Data Platform/Systems/Conda

We use Conda to manage packages and virtual environments on the stat hosts.

Environments are created by cloning Conda-Analytics, a custom Conda distribution maintained by the Data Platform Engineering team.

Use with Jupyter

For instructions on using Conda within our Jupyter environment, see Data Platform/Systems/Jupyter#Conda environments.

Use outside Jupyter

This section applies to Conda use outside of Jupyter (that is, when you connect to one of the analytics clients with a plain SSH terminal session).

In most cases, you can use the standard Conda commands (e.g. conda install, conda remove, conda list, conda deactivate). This section covers the exceptions where we have custom commands to support our cloning-based workflow.

Creating a new environment

In the terminal, run conda-analytics-clone and a new clone of conda-analytics will be created for you in ~/.conda/envs.

It will be automatically named with the time and your username. If you prefer, you can give it a custom name: conda-analytics-clone my-cool-env.

Listing environments

$ conda-analytics-list
# conda environments:
#
2022-11-04T19.32.00_xcollazo     /home/xcollazo/.conda/envs/2022-11-04T19.32.00_xcollazo
2022-11-08T15.39.32_xcollazo     /home/xcollazo/.conda/envs/2022-11-08T15.39.32_xcollazo
2022-11-09T20.10.01_xcollazo     /home/xcollazo/.conda/envs/2022-11-09T20.10.01_xcollazo
base                  *  /opt/conda-analytics

Activating an environment

Run source conda-analytics-activate my-cool-env.

You can achieve the same thing with vanilla commands:

$ source /opt/conda-analytics/etc/profile.d/conda.sh
$ conda activate my-cool-env

You can also activate the read-only base environment, run source conda-analytics-activate base.

Installing packages

With a Conda environment activated, you can install packages by running conda install {{package}} in the terminal. If you are using Conda outside of Jupyter, you will first have to set your environment to use the HTTP proxy.

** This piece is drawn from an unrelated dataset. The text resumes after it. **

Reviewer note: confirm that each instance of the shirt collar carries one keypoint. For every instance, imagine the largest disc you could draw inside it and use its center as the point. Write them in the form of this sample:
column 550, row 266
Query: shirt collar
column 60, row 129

Conda will install packages from the Conda Forge channel by default. You can manually select a different channel by adding --channel {{channel}} to the command. The easiest way to search Conda Forge for a specific package is to do a regular web search with the qualifier "site:anaconda.org/conda-forge/".

If a Python package you need is not available from Conda Forge, you can use Pip instead.

Pinned package management

Each cloned environment comes with a pinned file whose main purpose is to prevent core packages from being automatically upgraded.

The pinned file is located in the conda-meta directory of each environment and can be customised to your liking

Troubleshooting

Spark 3 insert statement requirements

Using an INSERT statement in Spark 3 SQL or write.insertInto() in PySpark 3 results in the environment's Python executable being called. If the code is run from a cron job that loads a custom Python environment this might result in errors being thrown because that executable isn't available on the cluster. One way to solve this is to use wmfdata.spark.create_session(ship_python_env = True) to create a custom Spark session that ships the Python environment to the cluster nodes.

R support

R is not included by default, but can easily be installed. See Data Platform/Systems/R for details.

Administration

The Conda-Analytics base environment is based on Miniconda and has extra packages specific for our needs as well as scripts for cloning the environment. On the stat hosts, it is available in /opt/conda-analytics.

The code used to build new releases of conda-analytics lives in gitlab:repos/data-engineering/conda-analytics/. The actual releases live in the associated package registry.